Given the following:
- query.fasta -> single entry
- reference.fasta -> multiple entries
I now want to 'fake' (or just be able to get) an output that looks like a proper *.hhr alignment file, i.e. as if I aligned the query.fasta against the profiles of the sequences in the reference.fasta. I think this can be achieved with
hhsearch -i query.fasta -d reference.ff{data,index}
However, i really don't want the extra steps from aligning the reference sequences to any DB and all that HMM building. I am just interested in aligning the query against the reference sequences and then getting the same format in .hhr file (ordering, alignments, statistics).
I cannot figure out how to do that. Everything in hhsuite feels very long-winded.

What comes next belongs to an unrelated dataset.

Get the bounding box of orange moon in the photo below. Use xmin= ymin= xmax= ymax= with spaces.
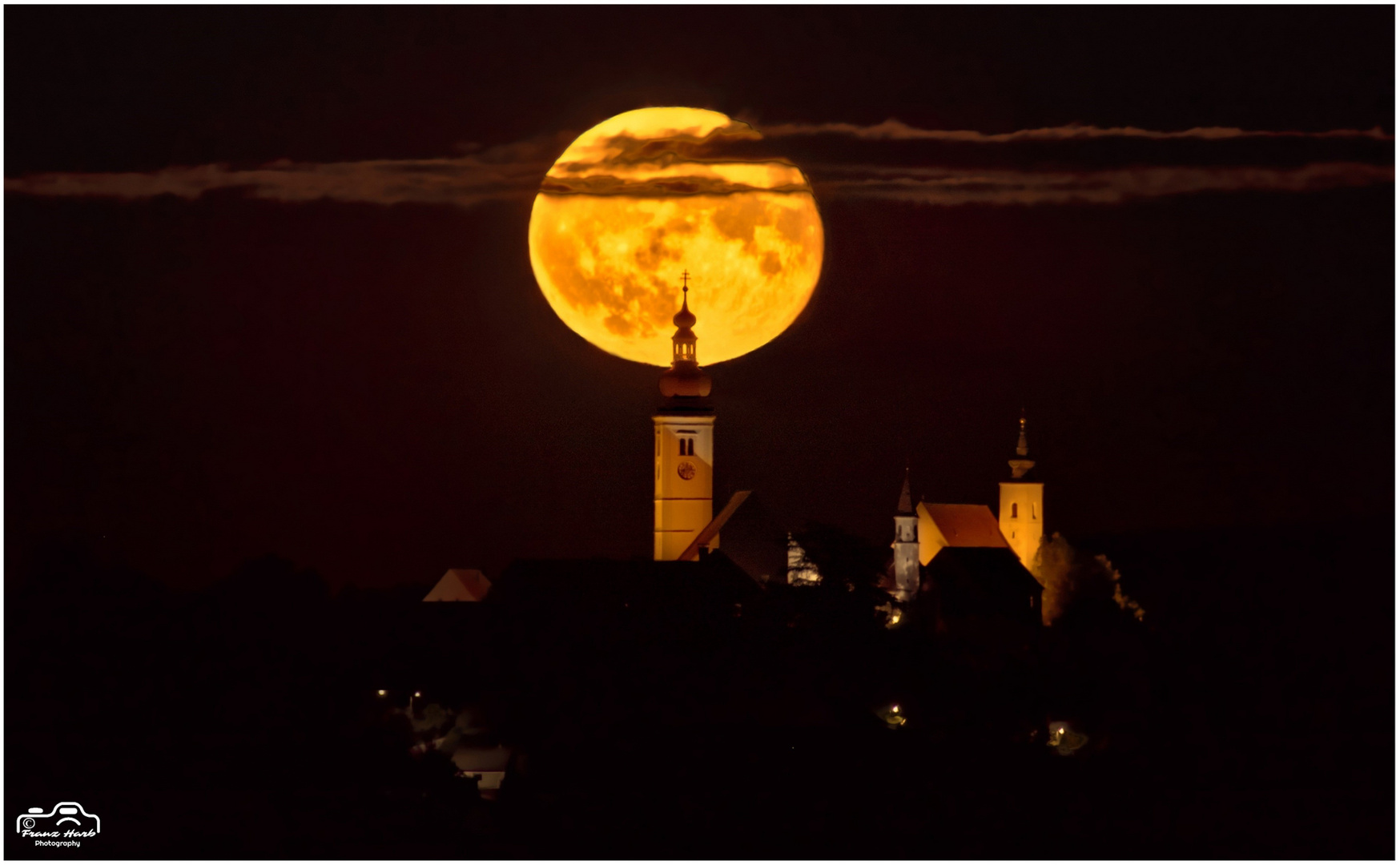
xmin=529 ymin=108 xmax=823 ymax=367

For a single sequence in the reference.fasta hhalign does the job. To clarify, the sequences in reference.fasta might have some similarities but they also might be very different. Doing an MSA first on these doesnt make much sense. I am probably missing something super obvious but I cannot figure out how to get to this .hhr file of indepedant sequence sin the reference.fasta.-
Thanks!
I totally get your point, maybe long-winded was also not the right description for my issue. One example, custom databases are very clunky to create (naming *wo_ss and then the ss prediction is not recommended anyway according to the guide + the resorting and renaming. That's almost impossible to think of from the CLI help. Let's also not start with the output format of most applications. Anyway, I think you might have misunderstood my information about the sequences in the reference.fasta. They were chosen because they do have some similarity with the query but not necessarily amongst each other to a higher degree. hhalign works for a single entry in the reference but would not give me out of the box a format that I can use to determine which of the sequences would have the highest similarity. So my initial idea was to essentially build that HMM profiles with single sequences and then do hhblits against that fake database (profile depth for each sequence in the reference.fasta = 1). The second option I see is to use hhalign and clumsily assemble the individual result files from 1vs1 alignments into an hhr file but that would lead to wrong e-value scorings. Thirdly, maybe phmmer / jachhmmer are better suited for that task but I'll need to check if they provide hhr output / information. So what is important to me to get the top x matches in the reference.fasta and in addition the information from hhsearch about the alignments exactly like it is provided in the hhr format.
Pretty sure that nothing other than HHsuite outputs results in
.hhr
format.